4

I'm new to java ee and I'm not sure how to implement a particular requirement.

I have need for a large set (millions) of objects that maintain a bunch of rules and state and present an API for clients. Each of these objects is long lived. Given that there're so many of these things, we'll likely need to shard them across many VMs and use RMI to access them.

My question is whether there's a Java EE approach to solve the problem of locating an instance of the object, allowing the clients to get a reference to the object without needing to be aware of which machine it is on.

I'm aware of JNDI, but I'm not sure that registering each of the objects in a JNDI directory is appropriate. Do I need to write a "Locator" library that can make itself aware of the VM that each object belongs to?

Royce
  • 532
  • 3
  • 11
  • Have you considered available solutions such as [Terracotta](http://www.terracotta.org) and [Coherence](http://www.oracle.com/technetwork/middleware/coherence/overview/index.html)? Or, do you have any specific/statutory requirements that preclude such solutions? – Alistair A. Israel Aug 17 '11 at 04:28
  • @AlistairIsrael I've got nothing against them, however they only seem to help with data distribution in the objects. The compute time needs to be sharded as well. These solutions *could* be useful for distributing the registry, though. OTOH something like Hazelcast would be a simple solution for registry distribution too. – Royce Aug 17 '11 at 04:43
  • I've could've sworn Terracotta provided transparent clustering making it appear to your app that it was running on a huge JVM. Their Web site doesn't make it clear now that they still do that, or, maybe that's what [Terracotta DSO](http://www.terracotta.org/confluence/display/docs/Home) is all about. – Alistair A. Israel Aug 17 '11 at 05:46

2 Answers2

2

Without more specific details, let me venture forth several avenues for exploration.

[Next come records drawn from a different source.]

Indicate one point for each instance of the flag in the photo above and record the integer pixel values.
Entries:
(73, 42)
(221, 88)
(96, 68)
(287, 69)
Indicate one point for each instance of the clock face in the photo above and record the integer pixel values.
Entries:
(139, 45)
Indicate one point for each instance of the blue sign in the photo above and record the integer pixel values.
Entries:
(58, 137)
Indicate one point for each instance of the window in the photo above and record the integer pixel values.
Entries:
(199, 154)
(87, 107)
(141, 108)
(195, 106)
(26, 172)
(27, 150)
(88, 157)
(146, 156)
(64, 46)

If I'm reading you correctly, what you want is something akin to a DHT but for hosting and looking up objects (code+data) or service nodes, not just raw data. I'm not aware of any such platform, though it sure sounds like an interesting idea.

Java EE itself (as a spec) doesn't specify, nor does the reference implementation provide an "out of the box" solution for the massively distributed clustering & sharding I think you're looking for.

Glassfish (the Java EE RI) itself uses Shoal as a clustering framework, which can use either Grizzly or JGroups as the underlying group communications platform.

So—in your particular case, I would look into building out and upon JGroups for group communications. Then, instead of a central registry, we rely on DHT for service/object location. Look at how existing, successful DHT-based platforms (memcached, Apache Cassandra) implement partitioning & lookup, fault-tolerance and failover, and just adapt/adopt those. Then you can use RMI/RPC for client-server (service node) invocations.

Hope I'm making sense, and good luck! If you do roll this out yourself, see if you can open source it. ;)

Alistair A. Israel
  • 6,417
  • 1
  • 31
  • 40
0

I may not directly answer you question, but I know that Oracle Coherence can not just distribute data, but can also distribute calculation against that data.

Simple example code here. You write your calculation through a class that implements com.tangosol.uti.InvocableMap.EntryProcessor. This will enable calculation to take place at the server where the data exists. One restiction is that the data needs to be serializable because it moves through the network.

public class CalcLogic implements EntryProcessor {
....
    //InvocableMap.Entry is the "data"
    //You write your calculation in this process methods.
    public Object process(InvocableMap.Entry entry {
        (YourObjectType) obj = (YourObjectType)entry.getValue();
        //do some calculation against obj here
        entry.setValue(obj);   
        return null;
    }

....
}
user865871
  • 111
  • 1
  • 3